J’ai hâte de vous voir tous
sans exception et reprendre mon travail car j’ai des enfants et une famille à
charge.
Merci d’avance pour votre
aide afin que les choses s’accélèrent pour ma reprise et faites suivre
l’info. »
3. Un cas qui
dépasse cette femme, médecin ; qui ne lui appartient plus : de la dignité de la personne humaine
Pour se débarrasser d’un praticien hospitalier, la psychiatrisation est
un moyen qui semble devenu une coutume, en particulier dans cet hôpital.
Cette femme, médecin, chef de service de réanimation et présidente de
la CME n’est pas le premier praticien hospitalier à subir de telles
méthodes : « psychiatrisation »,
privation de moyens professionnels de communication, isolement, perte
significative de revenus, etc. Mais, à notre connaissance, une telle expédition
à l’asile psychiatrique nous semble inédite.
Face à cette atteinte à notamment la fonction de président de la CME et
du chef de service de réanimation, à la légitimité d’une élection, et surtout à
la dignité de la personne humaine, l’indifférence semble se manifester avec
éclat.
Dans l’un de ses écrits, cette présidente de la CME et chef de service
de réanimation explique :
« Depuis le début de
la crise sanitaire, j’ai eu une relation présidente de la CME/[Monsieur X] qui est devenue
petit à petit compliquée et de plus en plus conflictuelle dans un contexte ou
l’implication du PCME [président de la CME] dans l’organisation des prises en charges et des soins est importante
et nécessaire.
(…)
En même temps, on m’a sorti
des plannings de la réa [service de réanimation] dès que les premiers patients COVID-19
positifs sont arrivés sans avoir eu des explications formelles avec perte de revenus
significative. (…) »
Le maire, de la ville concernée, et président du conseil de
surveillance de cet hôpital, ainsi qu’un député notamment seraient informés de cette
situation.
4. Une
communication vers l’extérieur cherchant à embellir l’image de la structure
Et pendant ce temps, la caméra tourne.

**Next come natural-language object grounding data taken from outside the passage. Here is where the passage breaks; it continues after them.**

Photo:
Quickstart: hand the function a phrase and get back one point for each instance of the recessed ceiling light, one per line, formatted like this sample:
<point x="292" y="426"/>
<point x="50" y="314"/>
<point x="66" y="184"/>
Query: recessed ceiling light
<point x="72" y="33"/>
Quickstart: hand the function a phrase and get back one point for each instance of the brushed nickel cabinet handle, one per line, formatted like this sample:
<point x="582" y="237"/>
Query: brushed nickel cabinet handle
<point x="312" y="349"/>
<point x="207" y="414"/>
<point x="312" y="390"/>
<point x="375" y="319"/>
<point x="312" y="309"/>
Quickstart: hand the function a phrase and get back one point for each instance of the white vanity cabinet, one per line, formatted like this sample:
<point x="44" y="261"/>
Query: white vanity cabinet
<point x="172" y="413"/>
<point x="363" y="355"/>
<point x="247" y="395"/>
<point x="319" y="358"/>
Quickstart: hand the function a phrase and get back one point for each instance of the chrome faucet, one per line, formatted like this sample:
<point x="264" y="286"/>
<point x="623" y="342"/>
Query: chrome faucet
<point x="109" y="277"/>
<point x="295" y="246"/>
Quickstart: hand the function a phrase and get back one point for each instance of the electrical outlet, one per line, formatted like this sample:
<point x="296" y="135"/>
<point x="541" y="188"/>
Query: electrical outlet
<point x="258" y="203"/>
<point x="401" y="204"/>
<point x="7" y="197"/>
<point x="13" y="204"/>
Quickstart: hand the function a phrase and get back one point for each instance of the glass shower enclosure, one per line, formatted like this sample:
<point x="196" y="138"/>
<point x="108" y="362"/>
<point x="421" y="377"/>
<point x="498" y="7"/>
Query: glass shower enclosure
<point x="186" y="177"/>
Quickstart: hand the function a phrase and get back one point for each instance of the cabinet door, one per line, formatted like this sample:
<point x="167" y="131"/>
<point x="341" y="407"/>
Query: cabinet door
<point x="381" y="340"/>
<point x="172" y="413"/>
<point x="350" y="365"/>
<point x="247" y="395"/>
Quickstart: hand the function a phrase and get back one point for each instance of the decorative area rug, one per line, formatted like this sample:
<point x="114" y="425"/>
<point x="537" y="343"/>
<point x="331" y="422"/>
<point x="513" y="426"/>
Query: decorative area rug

La presse écrit. Plusieurs
membres du personnel sont interrogés par des journalistes. Les images et les informations, diffusées
auprès du public, montrent un service de réanimation structuré et engagé dans
la lutte contre la Covid-19, des équipes solidaires, etc.
Mais, personne ne pense à questionner le chef de service de réanimation
et la présidente de la CME.
5. Un constat et
une alerte
L’hôpital public souffrirait-il uniquement d’un manque de moyens ?
Vraiment ?
Cette femme médecin, un être humain, semble en souffrance. Elle demande de
l’aide. Elle appelle au secours. Certains de ses collègues paraissent terrorisés.
C’est l’omerta.
Nous alertons donc de cette situation : effectuons notre devoir et soulageons
notre conscience.
Enfin, quelle que soit la vérité, le trouble dans l'hôpital public est là ; et c'est peu dire. Un tel désordre ne devrait exister dans aucun hôpital, aucune clinique, aucune entreprise, aucune structure.